What is wrong with this C++ multi-threaded program?

118 Views Asked by At

I write a multi-threaded C++ program using std::thread that looks like the following:

#include <iostream>
#include <thread>
#include <mutex>
#include <condition_variable>
using namespace std;

const int threadNum = 4;
mutex mt[threadNum];
condition_variable cv[threadNum];
thread threadList[threadNum];
bool threadWork[threadNum];

void work(int id) {
    while (true) {
        unique_lock<mutex> lck(mt[id]);
        cv[id].wait(lck, [&]() { return threadWork[id]; }); // wait for incoming tasks
        
        // do something
        
        threadWork[id] = false;
        cv[id].notify_all();
    }
}
int main() {
    for (int i = 0; i < threadNum; i ++) {
        threadWork[i] = false;
        threadList[i] = thread(work, i);
    }

    while (true) {
        for (int i = 0; i < threadNum; i ++) {
            // allocate tasks for each threads
            threadWork[i] = true;
            cv[i].notify_all();
        }
        for (int i = 0; i < threadNum; i ++) {
            // wait until all tasks finish
            unique_lock<mutex> lck(mt[i]);
            cv[i].wait(lck, [&]() { return !threadWork[i]; });
            cout << "Finish thread " << i << endl;
        }

        // do something
    }

    for (int i = 0; i < threadNum; i ++)
        threadList[i].join();
    return 0;
}

In iterations of the program, the main thread and sub threads will execute alternatively. The main thread will first allocate tasks for multiple sub threads. After all threads finish their tasks, the main thread will aggregate the information and do some other computation.

However, during execution, the program will crash or get stuck in dead locks after a few iterations randomly. I have no idea why this happens.

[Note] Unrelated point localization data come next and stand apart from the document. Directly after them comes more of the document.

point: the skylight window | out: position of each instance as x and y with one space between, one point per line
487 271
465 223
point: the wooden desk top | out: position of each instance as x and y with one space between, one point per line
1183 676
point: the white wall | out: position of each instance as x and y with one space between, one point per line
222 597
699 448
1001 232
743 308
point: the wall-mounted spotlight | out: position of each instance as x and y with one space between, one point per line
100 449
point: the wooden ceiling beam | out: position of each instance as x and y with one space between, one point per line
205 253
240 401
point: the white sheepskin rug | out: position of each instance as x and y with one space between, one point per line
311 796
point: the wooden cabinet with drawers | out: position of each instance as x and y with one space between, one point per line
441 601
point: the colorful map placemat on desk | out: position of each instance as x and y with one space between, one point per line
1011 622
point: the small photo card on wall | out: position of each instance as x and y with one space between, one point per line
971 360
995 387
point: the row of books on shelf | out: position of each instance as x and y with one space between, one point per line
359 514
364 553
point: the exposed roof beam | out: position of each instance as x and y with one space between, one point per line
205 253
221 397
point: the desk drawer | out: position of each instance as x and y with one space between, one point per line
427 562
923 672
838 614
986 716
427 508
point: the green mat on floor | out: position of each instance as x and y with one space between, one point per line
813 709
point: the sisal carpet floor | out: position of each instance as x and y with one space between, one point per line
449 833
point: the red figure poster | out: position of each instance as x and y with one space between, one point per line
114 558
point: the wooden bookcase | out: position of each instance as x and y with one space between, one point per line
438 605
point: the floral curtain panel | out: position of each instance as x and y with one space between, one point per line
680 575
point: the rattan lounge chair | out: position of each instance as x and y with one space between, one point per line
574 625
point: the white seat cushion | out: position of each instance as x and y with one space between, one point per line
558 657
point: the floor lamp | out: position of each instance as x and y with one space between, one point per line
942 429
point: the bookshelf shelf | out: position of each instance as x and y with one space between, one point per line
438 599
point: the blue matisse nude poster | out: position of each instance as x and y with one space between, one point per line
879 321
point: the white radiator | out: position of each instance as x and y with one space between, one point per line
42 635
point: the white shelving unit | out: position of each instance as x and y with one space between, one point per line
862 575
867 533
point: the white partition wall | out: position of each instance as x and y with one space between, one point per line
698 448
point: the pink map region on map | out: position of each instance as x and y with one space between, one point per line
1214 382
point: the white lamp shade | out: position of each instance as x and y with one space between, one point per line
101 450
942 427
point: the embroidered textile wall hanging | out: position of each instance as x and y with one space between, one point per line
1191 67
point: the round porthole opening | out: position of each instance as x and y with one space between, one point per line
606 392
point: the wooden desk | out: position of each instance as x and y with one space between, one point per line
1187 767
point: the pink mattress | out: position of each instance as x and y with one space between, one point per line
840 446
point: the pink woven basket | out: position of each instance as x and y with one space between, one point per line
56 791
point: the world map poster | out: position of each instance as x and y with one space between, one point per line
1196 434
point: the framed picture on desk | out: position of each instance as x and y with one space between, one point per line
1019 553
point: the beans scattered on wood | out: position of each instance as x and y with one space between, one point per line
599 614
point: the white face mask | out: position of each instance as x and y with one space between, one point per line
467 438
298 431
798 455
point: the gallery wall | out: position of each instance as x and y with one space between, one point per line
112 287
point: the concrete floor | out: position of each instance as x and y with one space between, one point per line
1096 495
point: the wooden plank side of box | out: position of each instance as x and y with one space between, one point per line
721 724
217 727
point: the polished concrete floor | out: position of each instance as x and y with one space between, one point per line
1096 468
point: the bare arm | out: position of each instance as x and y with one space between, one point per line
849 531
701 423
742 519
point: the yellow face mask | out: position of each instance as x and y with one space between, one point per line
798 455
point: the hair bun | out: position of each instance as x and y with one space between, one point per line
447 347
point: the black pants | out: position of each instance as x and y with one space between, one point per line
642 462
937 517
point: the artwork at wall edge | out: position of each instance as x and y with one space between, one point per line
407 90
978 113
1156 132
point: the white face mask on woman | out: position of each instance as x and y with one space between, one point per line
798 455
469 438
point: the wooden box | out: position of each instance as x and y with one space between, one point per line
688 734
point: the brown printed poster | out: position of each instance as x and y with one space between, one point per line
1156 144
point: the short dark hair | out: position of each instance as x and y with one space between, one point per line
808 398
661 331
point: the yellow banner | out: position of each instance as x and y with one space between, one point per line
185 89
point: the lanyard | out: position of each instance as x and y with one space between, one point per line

What the problem with it?

My environment: ubuntu 22.04, g++ 11.4

1

There are 1 best solutions below

0
Michaël Roy On

Coments in code below:

//...
mutex mt[threadNum];           // Mutexes are for synchronizing 
                               // between threads.  Having 1 mutex
                               // per thread is not proper the way
                               // to guard access to data.
                               // try having 1 mutex per block of 
                               // data that you want guarded instead.

condition_variable cv[threadNum];  // same applies for the condition variables
                                   // you want to indicate that the DATA 
                                   // is ready.
// ... 
// The rest of the code will need a bit of reordering.

You should try, for your experiment something a bit easier, let's say, with only one block of guarded data, to start with. Here's an example below.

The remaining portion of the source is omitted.